Russian warplanes bombed an 80-km (50 mile) wide river ice floe on Thursday in an attempt to unblock a build-up of meltwater which has forced thousands of people from flooded homes in eastern Siberia, the Emergencies Ministry said. But spokeswoman Marina Ryklina said the water level remained critically high around the town of Lensk. Helicopters were still evacuating residents and delivering vital supplies to remote settlements along the Lena river.

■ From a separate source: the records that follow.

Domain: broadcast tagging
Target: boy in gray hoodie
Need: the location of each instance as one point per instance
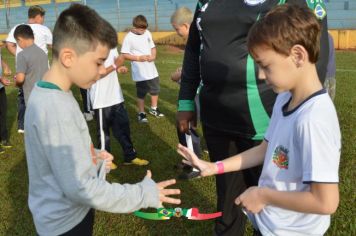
(65, 171)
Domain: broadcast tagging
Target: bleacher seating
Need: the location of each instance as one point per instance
(341, 13)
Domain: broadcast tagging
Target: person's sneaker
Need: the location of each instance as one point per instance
(88, 116)
(137, 161)
(155, 112)
(5, 144)
(189, 175)
(183, 166)
(20, 131)
(142, 118)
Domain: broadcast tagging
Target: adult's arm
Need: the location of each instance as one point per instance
(190, 78)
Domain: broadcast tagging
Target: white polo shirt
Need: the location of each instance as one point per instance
(303, 147)
(43, 37)
(106, 91)
(139, 45)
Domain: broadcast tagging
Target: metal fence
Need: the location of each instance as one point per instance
(118, 12)
(341, 13)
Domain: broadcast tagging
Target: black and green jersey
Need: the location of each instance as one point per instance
(232, 99)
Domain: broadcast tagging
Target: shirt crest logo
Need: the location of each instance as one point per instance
(280, 157)
(254, 2)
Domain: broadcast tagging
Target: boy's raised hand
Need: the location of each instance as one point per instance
(206, 168)
(163, 192)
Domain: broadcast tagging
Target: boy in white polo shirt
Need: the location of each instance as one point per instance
(43, 39)
(109, 109)
(298, 187)
(139, 48)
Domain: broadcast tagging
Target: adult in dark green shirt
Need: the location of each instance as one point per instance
(235, 105)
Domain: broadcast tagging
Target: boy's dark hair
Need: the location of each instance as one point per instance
(140, 22)
(23, 31)
(81, 28)
(35, 10)
(285, 26)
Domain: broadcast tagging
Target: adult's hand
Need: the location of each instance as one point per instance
(183, 120)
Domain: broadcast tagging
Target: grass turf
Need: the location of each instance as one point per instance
(156, 142)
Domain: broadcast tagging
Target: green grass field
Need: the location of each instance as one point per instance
(157, 142)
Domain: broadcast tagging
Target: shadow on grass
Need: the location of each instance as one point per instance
(20, 221)
(162, 156)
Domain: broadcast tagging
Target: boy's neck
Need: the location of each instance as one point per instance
(57, 75)
(28, 43)
(307, 85)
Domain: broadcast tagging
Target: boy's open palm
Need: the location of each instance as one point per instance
(163, 192)
(122, 70)
(206, 168)
(104, 155)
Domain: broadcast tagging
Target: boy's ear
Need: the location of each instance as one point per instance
(67, 57)
(299, 55)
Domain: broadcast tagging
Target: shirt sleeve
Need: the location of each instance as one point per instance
(10, 37)
(320, 151)
(152, 43)
(70, 160)
(126, 46)
(49, 37)
(21, 65)
(190, 78)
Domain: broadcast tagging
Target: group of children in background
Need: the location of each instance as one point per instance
(63, 165)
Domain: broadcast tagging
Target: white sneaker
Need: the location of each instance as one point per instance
(88, 116)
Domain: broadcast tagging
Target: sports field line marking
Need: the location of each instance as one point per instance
(345, 70)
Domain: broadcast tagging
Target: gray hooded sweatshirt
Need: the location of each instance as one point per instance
(63, 179)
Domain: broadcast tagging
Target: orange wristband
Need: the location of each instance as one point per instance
(220, 166)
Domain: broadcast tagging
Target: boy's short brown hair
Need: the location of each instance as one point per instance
(140, 22)
(81, 28)
(35, 10)
(285, 26)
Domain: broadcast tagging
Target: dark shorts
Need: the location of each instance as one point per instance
(147, 86)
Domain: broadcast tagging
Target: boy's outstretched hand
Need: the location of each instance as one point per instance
(104, 155)
(122, 70)
(252, 199)
(206, 168)
(163, 192)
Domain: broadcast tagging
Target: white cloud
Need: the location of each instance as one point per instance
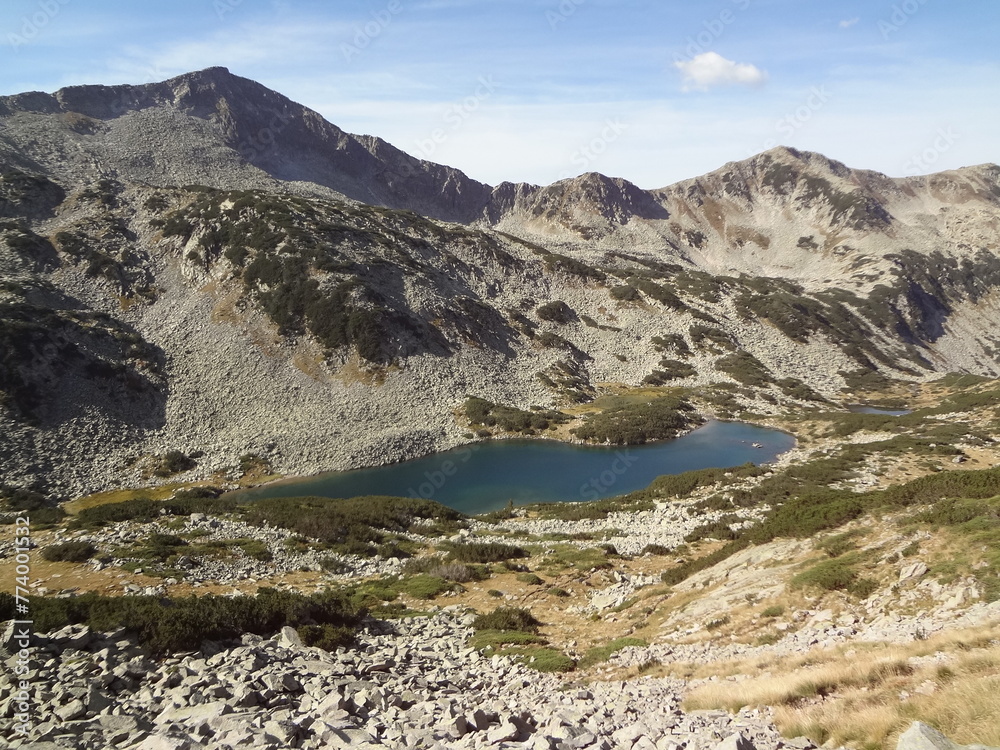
(709, 69)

"Fighter planes have dropped another six bombs on the ice blockage, but the water level has not fallen," Ryklina said. "In Lensk the water is about five m (16 feet) above the critical level."
"They've got generators to keep the hospitals running and there have not been any casualties. But the situation is bad, it is worrying," she said.
Ryklina said thicker-than-normal ice had melted and surged down the Lena this week when a heatwave hit Siberia's Irkutsk region, upriver from Lensk. "But the real problem is that in the north the ice has not melted yet, and this meltwater had nowhere to go," she said.
Shoigu, who is in the Sakha region overseeing the operation, said planes were still trying to destroy a mass of ice reported by Russian media to be 80 km (50 miles) wide and several meters thick, and blocking the Lena about 75 km east of Lensk.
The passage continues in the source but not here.